Originally popularized in the 1920s, the ketogenic diet as an alternative to non-mainstream fasting as a therapy for epilepsy. But the diet fell out of favor with the development of anticonvulsant therapies. However, it was eventually learned that 20%-30% of epilepsy patients failed to respond to the new anticonvulsants. So for this select group, and particularly children, the ketogenic diet was re-introduced to manage seizures.
For thousands of years, dating back to the early Greek physicians, fasting as a treatment of disease was practiced. In the treatise “On the Sacred Disease” printed in the Hippocratic Corpus, detailed how dietary alterations could play a role in managing a patience epilepsy.
However modern scientific study did not examine fasting as a cure for epilepsy until 1911 in study conducted in France. At that time an alternative for the use of potassium bromide as a treatment was being sought since it had the undesirable side effects of slowing mental processes in patients. In one study 20 epileptics were restricted to a low calorie diet, primarily vegetarian. Compared to the potassium bromide treatments, the diet improved the patient’s mental abilities, and in at least two patients, significantly reduced their seizure episodes. However, most patients found it difficult to stick with the strict vegetarian diet, which diminished the results achieved.
During the early 20th Century, Hugh Conklin, a student of osteopath Bernarr Macfadden, reintroduced the idea that fasting could be an effective method for controlling epilepsy. He theorized that epileptic seizures could be caused by toxins secreted in the intestine and fasting for 18 – 25 days could dissipate those toxins. He placed patients on ”water diets” which resulted in a seizure-free out come in 20% of the patients, while 50% demonstrated measurable improvement. Fasting therapies quickly were adopted as part of mainstream therapies for epilepsy. The water diet methodology was improved by Dr. McMurray and described in a 1916 publication in the New York Medical Journal. Dr. McMurray’s modified treatment put patients on a fasting regime followed by a low-carb diet free of starch and sugars.

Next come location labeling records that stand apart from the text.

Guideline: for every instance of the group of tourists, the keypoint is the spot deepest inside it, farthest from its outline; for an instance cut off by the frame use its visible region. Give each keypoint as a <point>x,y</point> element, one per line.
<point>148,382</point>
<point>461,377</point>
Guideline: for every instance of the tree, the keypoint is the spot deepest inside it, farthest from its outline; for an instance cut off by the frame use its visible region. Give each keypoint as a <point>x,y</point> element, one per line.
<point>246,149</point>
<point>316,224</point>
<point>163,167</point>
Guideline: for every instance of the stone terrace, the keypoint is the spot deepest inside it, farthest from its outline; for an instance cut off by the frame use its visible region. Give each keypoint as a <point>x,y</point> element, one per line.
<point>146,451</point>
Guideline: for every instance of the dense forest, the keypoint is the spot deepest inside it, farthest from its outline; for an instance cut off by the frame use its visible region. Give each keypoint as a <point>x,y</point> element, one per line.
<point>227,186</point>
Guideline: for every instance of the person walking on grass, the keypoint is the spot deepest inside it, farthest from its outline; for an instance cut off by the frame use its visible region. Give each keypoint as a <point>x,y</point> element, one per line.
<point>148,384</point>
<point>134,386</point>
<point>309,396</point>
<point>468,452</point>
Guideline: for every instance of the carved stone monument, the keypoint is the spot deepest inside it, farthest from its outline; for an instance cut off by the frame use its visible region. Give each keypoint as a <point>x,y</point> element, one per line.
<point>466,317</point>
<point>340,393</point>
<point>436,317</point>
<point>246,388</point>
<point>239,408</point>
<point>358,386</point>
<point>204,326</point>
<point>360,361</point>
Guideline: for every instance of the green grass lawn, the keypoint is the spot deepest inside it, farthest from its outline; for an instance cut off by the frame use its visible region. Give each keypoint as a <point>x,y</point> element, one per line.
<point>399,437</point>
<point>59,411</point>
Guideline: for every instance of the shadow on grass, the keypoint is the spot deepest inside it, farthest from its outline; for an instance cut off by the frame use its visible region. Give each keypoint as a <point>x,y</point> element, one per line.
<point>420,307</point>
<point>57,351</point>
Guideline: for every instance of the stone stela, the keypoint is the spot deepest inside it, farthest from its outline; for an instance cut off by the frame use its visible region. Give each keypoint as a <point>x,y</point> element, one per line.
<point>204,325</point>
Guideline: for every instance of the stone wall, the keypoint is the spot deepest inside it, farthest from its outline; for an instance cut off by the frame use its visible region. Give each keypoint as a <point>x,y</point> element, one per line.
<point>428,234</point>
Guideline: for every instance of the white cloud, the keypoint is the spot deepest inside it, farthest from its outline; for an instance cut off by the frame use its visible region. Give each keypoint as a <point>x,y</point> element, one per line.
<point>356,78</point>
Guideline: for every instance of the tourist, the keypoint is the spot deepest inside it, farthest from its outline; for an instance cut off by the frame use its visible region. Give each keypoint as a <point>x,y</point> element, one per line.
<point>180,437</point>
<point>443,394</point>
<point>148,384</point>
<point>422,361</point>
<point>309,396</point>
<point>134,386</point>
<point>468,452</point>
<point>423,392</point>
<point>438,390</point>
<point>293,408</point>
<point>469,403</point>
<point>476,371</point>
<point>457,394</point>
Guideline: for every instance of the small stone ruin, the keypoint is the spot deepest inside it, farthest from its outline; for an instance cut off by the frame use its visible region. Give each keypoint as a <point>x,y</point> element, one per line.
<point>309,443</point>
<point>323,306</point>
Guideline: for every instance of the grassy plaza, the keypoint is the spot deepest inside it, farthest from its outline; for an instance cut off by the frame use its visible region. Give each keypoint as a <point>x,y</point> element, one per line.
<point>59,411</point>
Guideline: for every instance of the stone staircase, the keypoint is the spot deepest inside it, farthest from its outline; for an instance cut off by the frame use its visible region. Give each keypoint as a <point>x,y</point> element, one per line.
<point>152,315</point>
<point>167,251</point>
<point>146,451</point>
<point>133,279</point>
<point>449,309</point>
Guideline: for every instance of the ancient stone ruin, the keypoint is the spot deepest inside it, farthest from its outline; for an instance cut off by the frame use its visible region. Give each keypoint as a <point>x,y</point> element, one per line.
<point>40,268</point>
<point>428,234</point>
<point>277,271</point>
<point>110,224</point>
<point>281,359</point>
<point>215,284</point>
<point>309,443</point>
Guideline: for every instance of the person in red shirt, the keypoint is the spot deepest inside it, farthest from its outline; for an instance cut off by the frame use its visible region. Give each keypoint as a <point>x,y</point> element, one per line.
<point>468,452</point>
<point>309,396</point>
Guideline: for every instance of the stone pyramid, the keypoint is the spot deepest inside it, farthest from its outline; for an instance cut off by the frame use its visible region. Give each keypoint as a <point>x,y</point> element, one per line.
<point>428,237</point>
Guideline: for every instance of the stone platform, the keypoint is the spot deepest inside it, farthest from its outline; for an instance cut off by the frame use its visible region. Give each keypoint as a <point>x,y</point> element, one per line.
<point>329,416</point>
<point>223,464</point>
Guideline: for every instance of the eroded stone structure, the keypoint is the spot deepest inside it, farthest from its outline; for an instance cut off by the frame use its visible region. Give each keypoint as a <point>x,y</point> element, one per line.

Biochemical analysis in 1921 by endocrinologist Rollin Woodyatt showed that water-soluble compounds, including acetone, β-hydroxybutyrate and acetoacetate, or “ketone bodies” were produced by the liver as a result of a diet rich in fat and low in carbohydrates. This condition of “ketosis” is typically pathological in conditions such as diabetes or as a consequence of a very low carbohydrate intake. These studies led Dr. Russel Wilder from the Mayo Clinic in 1921 to coin the term “ketogenic diet” to describe a diet low in carbohydrates and high in fat where it was adopted as a mainstream for epilepsy.

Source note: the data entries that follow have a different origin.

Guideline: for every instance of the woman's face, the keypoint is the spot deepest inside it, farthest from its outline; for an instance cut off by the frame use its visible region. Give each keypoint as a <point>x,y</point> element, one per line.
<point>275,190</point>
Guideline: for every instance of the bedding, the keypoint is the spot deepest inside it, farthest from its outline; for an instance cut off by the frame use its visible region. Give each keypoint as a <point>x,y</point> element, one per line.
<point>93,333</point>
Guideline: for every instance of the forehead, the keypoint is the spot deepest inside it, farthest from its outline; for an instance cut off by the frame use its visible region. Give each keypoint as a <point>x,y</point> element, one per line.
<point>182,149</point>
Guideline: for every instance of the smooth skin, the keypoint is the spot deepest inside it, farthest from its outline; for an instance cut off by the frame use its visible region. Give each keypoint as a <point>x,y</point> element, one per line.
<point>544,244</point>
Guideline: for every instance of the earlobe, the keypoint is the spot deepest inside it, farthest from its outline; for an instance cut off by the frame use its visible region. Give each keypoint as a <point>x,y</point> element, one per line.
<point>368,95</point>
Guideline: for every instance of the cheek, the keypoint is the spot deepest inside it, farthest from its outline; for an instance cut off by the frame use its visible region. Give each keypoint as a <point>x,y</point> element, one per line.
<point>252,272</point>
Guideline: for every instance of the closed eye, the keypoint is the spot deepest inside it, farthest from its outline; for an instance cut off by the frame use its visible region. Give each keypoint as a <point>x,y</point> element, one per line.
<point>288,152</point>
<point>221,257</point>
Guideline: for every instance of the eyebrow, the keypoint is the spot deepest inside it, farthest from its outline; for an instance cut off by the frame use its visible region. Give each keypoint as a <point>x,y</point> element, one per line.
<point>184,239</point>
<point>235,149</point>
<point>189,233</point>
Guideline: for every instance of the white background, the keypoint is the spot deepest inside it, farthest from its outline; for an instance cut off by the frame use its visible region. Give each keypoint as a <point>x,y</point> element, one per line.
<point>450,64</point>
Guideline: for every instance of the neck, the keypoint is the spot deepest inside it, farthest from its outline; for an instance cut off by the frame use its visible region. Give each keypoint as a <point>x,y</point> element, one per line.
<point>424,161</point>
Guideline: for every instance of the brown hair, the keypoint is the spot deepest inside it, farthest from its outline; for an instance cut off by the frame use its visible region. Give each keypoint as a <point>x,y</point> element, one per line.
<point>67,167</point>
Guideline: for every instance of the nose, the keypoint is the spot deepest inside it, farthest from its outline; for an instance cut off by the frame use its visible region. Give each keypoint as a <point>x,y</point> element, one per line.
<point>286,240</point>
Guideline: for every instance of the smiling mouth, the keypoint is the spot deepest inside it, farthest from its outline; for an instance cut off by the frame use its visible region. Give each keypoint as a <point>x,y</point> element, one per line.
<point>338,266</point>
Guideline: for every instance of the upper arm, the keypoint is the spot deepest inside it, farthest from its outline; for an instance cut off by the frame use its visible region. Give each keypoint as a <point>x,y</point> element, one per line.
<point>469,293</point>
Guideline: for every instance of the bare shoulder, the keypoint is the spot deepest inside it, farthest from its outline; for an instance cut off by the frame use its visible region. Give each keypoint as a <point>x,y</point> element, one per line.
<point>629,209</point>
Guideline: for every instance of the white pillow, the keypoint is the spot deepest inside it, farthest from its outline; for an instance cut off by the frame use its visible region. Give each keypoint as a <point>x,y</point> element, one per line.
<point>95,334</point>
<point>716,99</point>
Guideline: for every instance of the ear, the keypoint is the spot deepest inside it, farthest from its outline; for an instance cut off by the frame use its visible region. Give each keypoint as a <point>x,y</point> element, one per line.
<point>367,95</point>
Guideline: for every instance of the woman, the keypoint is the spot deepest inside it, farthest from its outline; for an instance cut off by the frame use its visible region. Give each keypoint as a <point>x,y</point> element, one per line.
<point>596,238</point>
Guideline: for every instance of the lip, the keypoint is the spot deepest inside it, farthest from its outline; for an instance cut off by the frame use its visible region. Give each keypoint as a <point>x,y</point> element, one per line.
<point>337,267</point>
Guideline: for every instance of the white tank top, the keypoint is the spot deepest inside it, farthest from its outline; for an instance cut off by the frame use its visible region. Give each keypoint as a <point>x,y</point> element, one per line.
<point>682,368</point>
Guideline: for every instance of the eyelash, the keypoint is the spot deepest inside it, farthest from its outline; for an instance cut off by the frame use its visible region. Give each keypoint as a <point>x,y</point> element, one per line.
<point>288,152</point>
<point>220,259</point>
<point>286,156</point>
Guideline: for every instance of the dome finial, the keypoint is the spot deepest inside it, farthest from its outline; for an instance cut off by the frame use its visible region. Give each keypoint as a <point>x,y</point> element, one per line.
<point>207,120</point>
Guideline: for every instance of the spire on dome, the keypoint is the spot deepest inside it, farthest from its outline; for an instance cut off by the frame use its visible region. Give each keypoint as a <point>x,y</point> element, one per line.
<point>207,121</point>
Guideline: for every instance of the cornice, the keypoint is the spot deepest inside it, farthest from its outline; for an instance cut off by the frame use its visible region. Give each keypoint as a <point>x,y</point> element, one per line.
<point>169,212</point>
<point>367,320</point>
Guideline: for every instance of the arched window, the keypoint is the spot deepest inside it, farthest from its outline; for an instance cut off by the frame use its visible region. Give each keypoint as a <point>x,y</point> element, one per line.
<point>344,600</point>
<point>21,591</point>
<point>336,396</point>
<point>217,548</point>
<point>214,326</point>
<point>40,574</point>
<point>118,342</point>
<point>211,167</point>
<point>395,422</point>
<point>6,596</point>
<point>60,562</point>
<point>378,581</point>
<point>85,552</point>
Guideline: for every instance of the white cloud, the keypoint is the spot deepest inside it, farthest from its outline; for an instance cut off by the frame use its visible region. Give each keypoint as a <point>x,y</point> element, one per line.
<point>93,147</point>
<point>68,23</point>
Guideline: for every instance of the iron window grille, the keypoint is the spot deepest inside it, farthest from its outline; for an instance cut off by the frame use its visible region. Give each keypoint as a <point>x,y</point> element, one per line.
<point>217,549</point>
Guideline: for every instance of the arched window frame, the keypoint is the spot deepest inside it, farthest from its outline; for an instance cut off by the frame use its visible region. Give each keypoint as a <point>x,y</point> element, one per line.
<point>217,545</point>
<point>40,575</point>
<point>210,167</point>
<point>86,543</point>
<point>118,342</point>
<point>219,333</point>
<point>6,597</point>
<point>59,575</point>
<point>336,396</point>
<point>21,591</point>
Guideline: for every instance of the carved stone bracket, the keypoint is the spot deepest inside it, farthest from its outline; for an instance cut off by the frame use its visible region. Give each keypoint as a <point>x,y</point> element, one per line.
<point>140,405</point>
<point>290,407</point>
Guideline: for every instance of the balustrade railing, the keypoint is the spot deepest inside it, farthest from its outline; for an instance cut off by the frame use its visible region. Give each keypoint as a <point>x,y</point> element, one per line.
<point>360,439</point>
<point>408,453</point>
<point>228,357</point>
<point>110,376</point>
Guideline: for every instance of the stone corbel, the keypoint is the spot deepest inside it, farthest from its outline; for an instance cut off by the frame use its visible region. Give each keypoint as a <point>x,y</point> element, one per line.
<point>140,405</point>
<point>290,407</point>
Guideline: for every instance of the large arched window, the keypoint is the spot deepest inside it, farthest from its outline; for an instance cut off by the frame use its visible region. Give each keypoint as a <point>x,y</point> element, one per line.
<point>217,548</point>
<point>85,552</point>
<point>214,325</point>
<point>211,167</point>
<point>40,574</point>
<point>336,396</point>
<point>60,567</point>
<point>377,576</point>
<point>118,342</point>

As research continued through the 1960s it was shown that per unit of metabolic energy more ketones can be produced by medium-chain triglycerides (MCTs) because they can be transported quickly to the liver. This led to a modification of the ketogenic diet in 1971 in which approximately 60% of dietary calories came from MCT oil. Since MCT oils offset such a large portion of calories, the other 40% could come from food ingredient higher in protein and carbohydrates and allow more enjoyable meals to be prepared making it more palatable to adhere to for patients. The MCT modified ketogenic diet quickly was adopted by many hospitals for patient therapy.

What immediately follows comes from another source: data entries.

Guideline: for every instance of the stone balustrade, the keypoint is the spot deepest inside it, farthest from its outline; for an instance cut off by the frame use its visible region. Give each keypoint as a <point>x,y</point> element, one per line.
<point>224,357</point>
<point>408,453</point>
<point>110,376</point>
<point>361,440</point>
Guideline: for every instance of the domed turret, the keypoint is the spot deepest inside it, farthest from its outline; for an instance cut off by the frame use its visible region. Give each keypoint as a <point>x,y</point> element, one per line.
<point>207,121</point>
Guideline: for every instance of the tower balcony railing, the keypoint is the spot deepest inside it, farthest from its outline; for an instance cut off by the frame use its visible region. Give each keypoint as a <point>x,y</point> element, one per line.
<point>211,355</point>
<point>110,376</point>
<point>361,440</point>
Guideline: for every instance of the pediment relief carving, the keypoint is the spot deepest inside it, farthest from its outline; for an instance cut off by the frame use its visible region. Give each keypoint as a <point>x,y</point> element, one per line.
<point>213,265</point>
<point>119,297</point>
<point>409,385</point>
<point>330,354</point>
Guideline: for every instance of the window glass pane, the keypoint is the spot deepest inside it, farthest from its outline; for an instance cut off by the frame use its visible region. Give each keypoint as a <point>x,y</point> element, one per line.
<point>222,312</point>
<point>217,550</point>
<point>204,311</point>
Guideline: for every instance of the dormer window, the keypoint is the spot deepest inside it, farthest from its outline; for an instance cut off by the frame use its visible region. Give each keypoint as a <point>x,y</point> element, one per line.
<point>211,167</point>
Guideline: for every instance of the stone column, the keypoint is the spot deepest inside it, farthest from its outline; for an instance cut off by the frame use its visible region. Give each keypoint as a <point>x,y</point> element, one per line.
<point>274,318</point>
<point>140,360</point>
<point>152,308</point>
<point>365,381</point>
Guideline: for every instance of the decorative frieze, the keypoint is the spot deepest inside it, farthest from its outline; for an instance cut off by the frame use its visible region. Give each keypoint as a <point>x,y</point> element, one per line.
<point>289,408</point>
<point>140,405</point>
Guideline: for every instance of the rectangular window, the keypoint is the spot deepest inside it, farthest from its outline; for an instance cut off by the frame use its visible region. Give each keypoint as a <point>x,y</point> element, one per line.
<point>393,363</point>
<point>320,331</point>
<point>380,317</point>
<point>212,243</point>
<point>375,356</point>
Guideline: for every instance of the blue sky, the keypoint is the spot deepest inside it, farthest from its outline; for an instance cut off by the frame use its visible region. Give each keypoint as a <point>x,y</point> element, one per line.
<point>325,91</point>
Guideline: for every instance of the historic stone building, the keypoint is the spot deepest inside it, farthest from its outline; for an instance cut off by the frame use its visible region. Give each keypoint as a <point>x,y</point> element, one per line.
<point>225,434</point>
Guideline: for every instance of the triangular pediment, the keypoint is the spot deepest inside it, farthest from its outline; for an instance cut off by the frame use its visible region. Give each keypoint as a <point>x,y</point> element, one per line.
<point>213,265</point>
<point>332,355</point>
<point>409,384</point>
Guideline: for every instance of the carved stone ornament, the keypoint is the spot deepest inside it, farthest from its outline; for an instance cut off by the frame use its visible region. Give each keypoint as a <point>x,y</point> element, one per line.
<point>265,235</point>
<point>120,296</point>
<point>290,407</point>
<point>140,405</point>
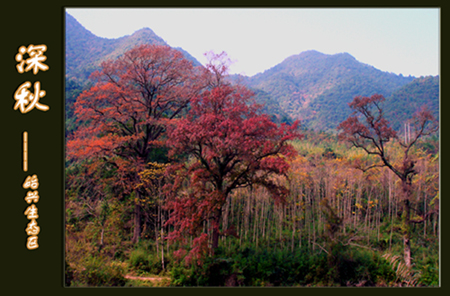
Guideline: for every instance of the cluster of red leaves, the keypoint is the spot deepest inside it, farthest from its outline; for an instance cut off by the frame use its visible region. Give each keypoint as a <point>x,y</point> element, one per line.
<point>122,118</point>
<point>232,146</point>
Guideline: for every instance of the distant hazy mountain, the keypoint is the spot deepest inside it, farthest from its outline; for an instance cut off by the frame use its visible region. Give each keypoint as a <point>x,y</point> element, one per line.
<point>85,51</point>
<point>311,86</point>
<point>405,101</point>
<point>316,88</point>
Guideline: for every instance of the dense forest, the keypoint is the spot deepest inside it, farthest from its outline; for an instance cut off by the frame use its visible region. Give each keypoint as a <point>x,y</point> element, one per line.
<point>313,87</point>
<point>175,176</point>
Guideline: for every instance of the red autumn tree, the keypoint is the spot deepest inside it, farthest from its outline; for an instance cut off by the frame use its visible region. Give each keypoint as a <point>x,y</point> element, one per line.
<point>231,145</point>
<point>124,115</point>
<point>367,129</point>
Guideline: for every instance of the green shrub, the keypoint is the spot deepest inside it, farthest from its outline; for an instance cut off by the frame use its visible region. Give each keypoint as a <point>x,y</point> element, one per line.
<point>99,272</point>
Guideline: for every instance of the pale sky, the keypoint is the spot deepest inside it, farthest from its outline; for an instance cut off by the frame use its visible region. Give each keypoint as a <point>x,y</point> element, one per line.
<point>400,40</point>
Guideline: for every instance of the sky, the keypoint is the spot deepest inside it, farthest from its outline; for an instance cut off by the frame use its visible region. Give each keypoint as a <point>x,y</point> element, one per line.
<point>399,40</point>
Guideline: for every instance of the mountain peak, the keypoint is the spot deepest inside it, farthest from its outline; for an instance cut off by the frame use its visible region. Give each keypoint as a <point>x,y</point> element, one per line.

It wasn’t long before the ketogenic diet’s low carbohydrate regimen was studied as a potential weight loss therapy. There was significant evidence that a ketogenic diet was more effective for weight loss than traditional low-fat diets. In one study, people on a ketogenic diet lost 2.2 times more weight than those on a low-calorie, low-fat diet. Triglyceride and HDL cholesterol levels also improved.
The mechanism behind weight loss with the ketogenic diet is gluconeogensis. Gluconeogenesis (abbreviated GNG) is a metabolic pathway that results in the generation of glucose from non-carbohydrate carbon substrates. Hence a low carb high fat diet forces the body into a state of ketosis in which fat is metabolized in preference to carbohydrates resulting in rapid weight loss.